Study: 53-percent jump in ADHD diagnosis over 10 years
NEW HAVEN, Conn. (NBC) -- A stunning new assessment of national numbers came out today: and it got the attention of a lot of us. It's about attention deficit - ADHD - and the extraordinary number of cases now being diagnosed: one in five high school-aged boys in the US, fifteen percent of ALL school-aged boys , eleven percent of all kids in the nation - and these numbers show a 16 percent rise in cases since 2007. That's leading to questions about whether ADHD is being over-diagnosed and whether the medicine to treat it is being overused.
14-year-old Kai Holme and his 12-year-old brother Casen spend a lot of time outdoors staying as active as possible.
The boys sometimes have a tough time sitting still; both were diagnosed with ADHD when they were younger.
Their mom, Karen, first noticed it when the boys had trouble completing simple homework assignments.
"It was such a struggle we only got 6 problems done in one hour and in-between that time he blurted out mommy I can't think, I just can't think," said Karen.
According to data collected by the CDC and analyzed by the New York Times, the number of children diagnosed with ADHD is increasing.
The Times analysis showed an estimated 6.4 million children ages 4 through 17 have ADHD.
Those numbers reflect a 53 percent jump in the past decade.
Nearly two-thirds of those children get prescriptions with amphetamine type drugs to help treat the disorder. Sales of those drugs reached 9-billion dollars last year.
"I think this is of great concern. I think that there's some over-diagnosis and over-treatment going on under the guise of other conditions," said Dr. William Graf of Yale.

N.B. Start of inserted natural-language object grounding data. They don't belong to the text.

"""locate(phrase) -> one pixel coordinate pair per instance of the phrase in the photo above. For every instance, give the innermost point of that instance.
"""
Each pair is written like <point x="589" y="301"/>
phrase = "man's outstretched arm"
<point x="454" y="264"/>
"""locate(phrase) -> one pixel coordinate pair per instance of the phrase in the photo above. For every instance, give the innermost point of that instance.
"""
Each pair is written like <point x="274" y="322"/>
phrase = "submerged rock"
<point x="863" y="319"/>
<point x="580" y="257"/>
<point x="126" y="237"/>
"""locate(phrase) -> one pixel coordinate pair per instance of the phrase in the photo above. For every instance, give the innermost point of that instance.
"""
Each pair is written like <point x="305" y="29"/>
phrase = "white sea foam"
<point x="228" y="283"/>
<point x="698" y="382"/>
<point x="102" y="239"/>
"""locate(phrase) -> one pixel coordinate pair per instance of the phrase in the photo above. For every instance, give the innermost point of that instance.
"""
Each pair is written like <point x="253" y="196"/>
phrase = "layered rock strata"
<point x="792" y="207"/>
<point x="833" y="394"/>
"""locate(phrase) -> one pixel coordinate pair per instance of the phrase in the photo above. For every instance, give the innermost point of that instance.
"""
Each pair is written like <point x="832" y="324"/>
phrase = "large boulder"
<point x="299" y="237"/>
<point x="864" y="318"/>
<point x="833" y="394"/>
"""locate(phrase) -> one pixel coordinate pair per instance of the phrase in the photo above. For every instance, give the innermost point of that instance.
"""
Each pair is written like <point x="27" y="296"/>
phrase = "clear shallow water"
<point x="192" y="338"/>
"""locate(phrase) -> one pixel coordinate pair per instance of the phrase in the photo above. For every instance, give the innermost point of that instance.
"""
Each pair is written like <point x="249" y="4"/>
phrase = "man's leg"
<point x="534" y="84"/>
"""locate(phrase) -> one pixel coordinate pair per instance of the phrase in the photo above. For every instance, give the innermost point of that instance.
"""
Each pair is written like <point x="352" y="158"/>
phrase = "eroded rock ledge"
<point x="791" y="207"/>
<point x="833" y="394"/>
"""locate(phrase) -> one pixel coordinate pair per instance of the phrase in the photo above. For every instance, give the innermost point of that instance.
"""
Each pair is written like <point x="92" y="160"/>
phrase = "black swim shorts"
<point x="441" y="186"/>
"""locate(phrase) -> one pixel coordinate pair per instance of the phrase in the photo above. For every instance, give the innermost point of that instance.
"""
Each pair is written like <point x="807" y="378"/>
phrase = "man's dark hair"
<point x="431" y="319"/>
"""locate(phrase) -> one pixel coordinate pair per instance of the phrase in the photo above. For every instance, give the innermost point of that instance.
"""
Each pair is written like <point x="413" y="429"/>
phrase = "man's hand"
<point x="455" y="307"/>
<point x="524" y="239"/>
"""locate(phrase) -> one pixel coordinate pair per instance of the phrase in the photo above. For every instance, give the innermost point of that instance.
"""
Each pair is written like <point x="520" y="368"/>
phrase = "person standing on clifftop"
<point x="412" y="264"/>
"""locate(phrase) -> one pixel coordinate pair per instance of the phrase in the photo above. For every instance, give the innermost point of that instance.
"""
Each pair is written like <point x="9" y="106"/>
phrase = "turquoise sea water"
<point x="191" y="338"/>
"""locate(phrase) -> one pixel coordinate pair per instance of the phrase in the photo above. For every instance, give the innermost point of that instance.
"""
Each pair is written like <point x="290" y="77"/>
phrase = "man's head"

It is not just children diagnosed with ADHD - studies show that on college campuses and high schools across American, many students routinely take the drugs to enhance their performance on examination.
That raises many concerns.
"Just, how is this acting on the brain in the long-term of children?" asked Dr. Graf.
Experts said there is no question that some children like the Holmes have genuine problems that can be helped with the medications. But many worry there is too much diagnosis and too much medication.